Parivrtta Trikonasana, known as the revolved triangle pose, is a popular yoga asana that offers a unique twist on the traditional triangle pose. This pose is a variation of the Utthita Trikonasana, or extended triangle pose, and involves a full rotation of the torso. Practicing Parivrtta Trikonasana can help strengthen the core and improve flexibility, making it a valuable addition to any yoga routine.
Origins and Meaning
The name Parivrtta Trikonasana is derived from
Sanskrit, where "parivrtta" means to turn around or revolve, "tri" means three, "kona" means angle, and "asana" means posture or seat. This asana is a modern yoga exercise that has its roots in the teachings of Tirumalai Krishnamacharya, a prominent yoga teacher of the 20th century. His work, including the 1934 book Yoga Makaranda, helped popularize many yoga poses, including the triangle pose and its variations.
The revolved triangle pose is a standing asana that requires balance and flexibility.

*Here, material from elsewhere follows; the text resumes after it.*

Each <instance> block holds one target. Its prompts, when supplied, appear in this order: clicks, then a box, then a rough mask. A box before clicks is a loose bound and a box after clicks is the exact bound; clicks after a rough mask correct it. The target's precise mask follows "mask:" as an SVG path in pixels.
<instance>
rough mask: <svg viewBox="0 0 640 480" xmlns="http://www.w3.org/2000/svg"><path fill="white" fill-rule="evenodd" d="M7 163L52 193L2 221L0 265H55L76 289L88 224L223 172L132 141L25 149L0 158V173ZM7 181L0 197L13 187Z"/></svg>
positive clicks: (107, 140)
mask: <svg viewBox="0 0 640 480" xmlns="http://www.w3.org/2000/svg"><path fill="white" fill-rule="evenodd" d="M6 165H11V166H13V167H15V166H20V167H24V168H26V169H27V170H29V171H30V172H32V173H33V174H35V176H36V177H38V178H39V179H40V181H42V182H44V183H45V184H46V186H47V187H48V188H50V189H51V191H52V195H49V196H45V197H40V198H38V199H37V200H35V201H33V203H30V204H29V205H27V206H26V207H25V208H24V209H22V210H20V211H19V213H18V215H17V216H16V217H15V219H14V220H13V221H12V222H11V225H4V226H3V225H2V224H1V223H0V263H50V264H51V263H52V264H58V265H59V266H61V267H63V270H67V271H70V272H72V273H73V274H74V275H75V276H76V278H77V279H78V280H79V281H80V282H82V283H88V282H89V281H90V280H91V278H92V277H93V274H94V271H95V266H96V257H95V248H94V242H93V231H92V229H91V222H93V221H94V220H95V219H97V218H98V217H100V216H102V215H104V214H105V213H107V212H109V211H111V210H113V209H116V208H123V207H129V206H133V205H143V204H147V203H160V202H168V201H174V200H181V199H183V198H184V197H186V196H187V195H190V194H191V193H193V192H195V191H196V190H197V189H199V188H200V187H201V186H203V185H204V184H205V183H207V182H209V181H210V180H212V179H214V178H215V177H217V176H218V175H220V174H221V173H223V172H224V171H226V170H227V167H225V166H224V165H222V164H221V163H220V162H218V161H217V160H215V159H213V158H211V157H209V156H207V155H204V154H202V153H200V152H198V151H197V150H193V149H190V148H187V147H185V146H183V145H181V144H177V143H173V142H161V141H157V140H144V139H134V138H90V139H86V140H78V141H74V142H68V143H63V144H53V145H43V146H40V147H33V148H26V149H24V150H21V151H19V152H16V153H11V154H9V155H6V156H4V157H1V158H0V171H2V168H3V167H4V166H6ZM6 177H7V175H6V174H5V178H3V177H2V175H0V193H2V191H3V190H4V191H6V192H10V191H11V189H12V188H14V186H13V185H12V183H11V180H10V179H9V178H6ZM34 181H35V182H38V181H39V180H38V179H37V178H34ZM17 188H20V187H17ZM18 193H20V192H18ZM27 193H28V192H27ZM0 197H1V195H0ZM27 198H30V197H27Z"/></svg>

It is often used as a follow-up to the extended triangle pose, allowing practitioners to deepen their practice by incorporating a twist that engages the core and enhances spinal flexibility.
Practicing Parivrtta Trikonasana
To perform Parivrtta Trikonasana, one begins in a standing position with feet placed one leg-length apart. The right foot is turned completely to the outside, while the left foot is turned slightly inward. The arms are extended parallel to the ground, and the trunk is rotated to the right. The right hand reaches down towards the left foot, while the left arm extends upwards, creating a vertical line with the shoulders.
This pose requires a strong rotation of the torso, which can be challenging for beginners. It is important to maintain alignment and avoid straining the neck or back. Practitioners are encouraged to use props, such as blocks, to support the lower hand if reaching the floor is difficult.
Benefits and Considerations
Parivrtta Trikonasana offers several benefits, including improved balance, increased flexibility, and strengthened core muscles. The twisting motion helps to detoxify the body by stimulating the digestive organs and improving circulation. Additionally, this pose can help alleviate back pain and improve posture.
However, it is important to approach this pose with caution, especially for those with existing back or neck issues. Practitioners should focus on maintaining proper alignment and listening to their bodies to avoid injury. As with any yoga practice, it is advisable to learn this pose under the guidance of a qualified instructor.
Incorporating Parivrtta Trikonasana into a regular yoga practice can enhance overall physical and mental well-being, making it a valuable pose for yogis of all levels.